Sunday, 31 May 2026

"Would you want to go caving?"

was the question being asked me in the supermarket yesterday. There were two men discussing the attempts to rescue the men stuck in a cave system in Laos. 

One of these two men apparently knew the man from this state who had gone to help with the rescue. Neither man knew much about "caving" but neither wanted to do it. 

I hope they did not realise how much even the question made me feel shaky. I do not like very small, dark spaces. The idea of being in dark, wet, cold place where you can barely move and there is rough rock around you is the stuff of nightmares. Why do people want to do it?

It rates along with climbing Mt Everest or rowing across the Pacific in a rubber dinghy for me. I will never do any of these things. I would not want to do them even if I had the physical capacity to do them.

My parents took us on a caravan trip to the neighbouring state one year. It was not quite a holiday. The Senior Cat had a two day conference at the other end. Mum was checking out the then boarding school for the children of Christian Scientists. She wanted us to go there. We did not want to go but, if the money had been there, my brother and I would have been dispatched to it. Fortunately the idea never came to anything. I think we really would have run away if she had succeeded. 

Perhaps it was that visit and the awareness of a certain tension between our parents that made the trip to the caves more stressful. There had been no argument. They did not argue. I suppose the Senior Cat knew there was no real likelihood of us being sent off to any boarding school in another state. The money simply would not be there. Mum's parents had no money and nobody else was going to pay for it. Mum got as far as the deposit for me and no further. She must have paid for it herself. I remember seeing the uniform list that was sent. Perhaps the association with that memory is part of the next.

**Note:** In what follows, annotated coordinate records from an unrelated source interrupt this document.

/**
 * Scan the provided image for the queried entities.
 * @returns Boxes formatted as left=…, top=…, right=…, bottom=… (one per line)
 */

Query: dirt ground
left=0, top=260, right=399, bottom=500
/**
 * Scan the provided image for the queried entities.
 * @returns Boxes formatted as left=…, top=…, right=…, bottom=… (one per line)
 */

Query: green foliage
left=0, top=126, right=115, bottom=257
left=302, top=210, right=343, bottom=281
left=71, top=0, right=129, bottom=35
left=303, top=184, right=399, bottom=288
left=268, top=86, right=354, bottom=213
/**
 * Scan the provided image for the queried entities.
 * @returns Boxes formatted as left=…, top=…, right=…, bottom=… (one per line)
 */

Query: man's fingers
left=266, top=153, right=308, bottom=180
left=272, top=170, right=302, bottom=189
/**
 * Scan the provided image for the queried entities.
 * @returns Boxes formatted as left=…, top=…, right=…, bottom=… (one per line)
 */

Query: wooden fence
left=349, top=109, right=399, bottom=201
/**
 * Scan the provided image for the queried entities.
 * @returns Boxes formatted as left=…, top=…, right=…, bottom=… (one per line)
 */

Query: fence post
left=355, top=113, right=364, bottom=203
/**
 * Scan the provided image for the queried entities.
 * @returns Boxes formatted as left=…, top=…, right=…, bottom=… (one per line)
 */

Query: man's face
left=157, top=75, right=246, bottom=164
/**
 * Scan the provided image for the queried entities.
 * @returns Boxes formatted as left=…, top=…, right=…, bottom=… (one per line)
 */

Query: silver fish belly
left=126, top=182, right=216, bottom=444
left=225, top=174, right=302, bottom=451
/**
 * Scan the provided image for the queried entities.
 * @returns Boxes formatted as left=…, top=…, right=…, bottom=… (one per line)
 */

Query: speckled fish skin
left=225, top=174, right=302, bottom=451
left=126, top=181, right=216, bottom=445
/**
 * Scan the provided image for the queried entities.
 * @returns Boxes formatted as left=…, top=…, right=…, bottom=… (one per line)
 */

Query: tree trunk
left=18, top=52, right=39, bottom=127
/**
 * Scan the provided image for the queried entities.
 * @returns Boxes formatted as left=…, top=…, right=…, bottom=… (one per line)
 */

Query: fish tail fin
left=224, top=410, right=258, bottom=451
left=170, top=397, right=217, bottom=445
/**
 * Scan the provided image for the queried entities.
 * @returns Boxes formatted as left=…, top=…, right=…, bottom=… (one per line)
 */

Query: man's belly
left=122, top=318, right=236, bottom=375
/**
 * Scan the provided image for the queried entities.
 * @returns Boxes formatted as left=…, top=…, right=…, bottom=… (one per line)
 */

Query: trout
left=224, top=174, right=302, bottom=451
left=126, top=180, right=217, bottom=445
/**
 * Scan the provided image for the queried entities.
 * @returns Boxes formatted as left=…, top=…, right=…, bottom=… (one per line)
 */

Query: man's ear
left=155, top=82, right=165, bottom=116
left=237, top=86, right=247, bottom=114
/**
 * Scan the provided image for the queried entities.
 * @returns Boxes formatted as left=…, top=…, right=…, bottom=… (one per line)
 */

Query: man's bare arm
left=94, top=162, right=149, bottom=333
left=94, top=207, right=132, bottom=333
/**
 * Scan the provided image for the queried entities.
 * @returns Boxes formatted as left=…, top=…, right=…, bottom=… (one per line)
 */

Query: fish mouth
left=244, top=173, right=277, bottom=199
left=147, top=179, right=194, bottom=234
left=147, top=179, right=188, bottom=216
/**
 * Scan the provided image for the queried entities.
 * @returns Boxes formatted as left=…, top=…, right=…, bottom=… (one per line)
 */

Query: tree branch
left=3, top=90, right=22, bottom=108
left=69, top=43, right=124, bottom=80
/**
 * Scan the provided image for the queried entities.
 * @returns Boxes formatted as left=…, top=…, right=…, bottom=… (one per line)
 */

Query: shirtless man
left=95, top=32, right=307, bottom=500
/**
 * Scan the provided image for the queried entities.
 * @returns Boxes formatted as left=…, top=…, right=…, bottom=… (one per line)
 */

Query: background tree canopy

On the way back we took it slowly towing a tiny caravan. We came along the coastline and then inland slightly. There was the "Blue Lake" and then, a bit further along, there were the caves. In those days you could just go in and out with a local person to show you. The caves were nothing like the caves the men were trapped in but they are still caves. They are dark and damp and all the stalactites and stalagmites in the world did not make it "beautiful" for me. I hated it. Mum insisted I went on into it, that I walked (or stumbled) around it. She gave us all a lesson on how they were formed and why they were so significant. I hated every minute of it. I was just told, "Don't be so silly. If you don't stop behaving like that now I will..." I cannot remember what the proposed punishment was. I was probably too frightened by then.

My brother backed me. I remember him saying, "It was horrible in there. I don't ever want to be a cave man." 

I have no doubt my mother genuinely believed she was providing us with an experience that we would appreciate. She had visited the caves as a child and apparently enjoyed the experience. That any of us might not feel the same way almost certainly would have surprised her. 

I remember the wonderful sensation of coming outside again. The sky was a solid blue. The air was warm. It was a different sort of quiet. I could hear the birds. There were all sorts of colours around me again. It felt so much safer. 

We went on to the place where we would be spending the night. I watched the road and counted fence posts and tried not to think of the caves. Mum was still rather cross with us. We were told we did not appreciate how lucky we were. Perhaps we did not - or perhaps we did.

That evening Mum sent my brother and me off to the shower block of the caravan park. She could see us from where we had to go I suppose. It was growing dark by then but that did not bother us. I can remember my brother saying, "I am never never never going in another cave." I could only fervently agree.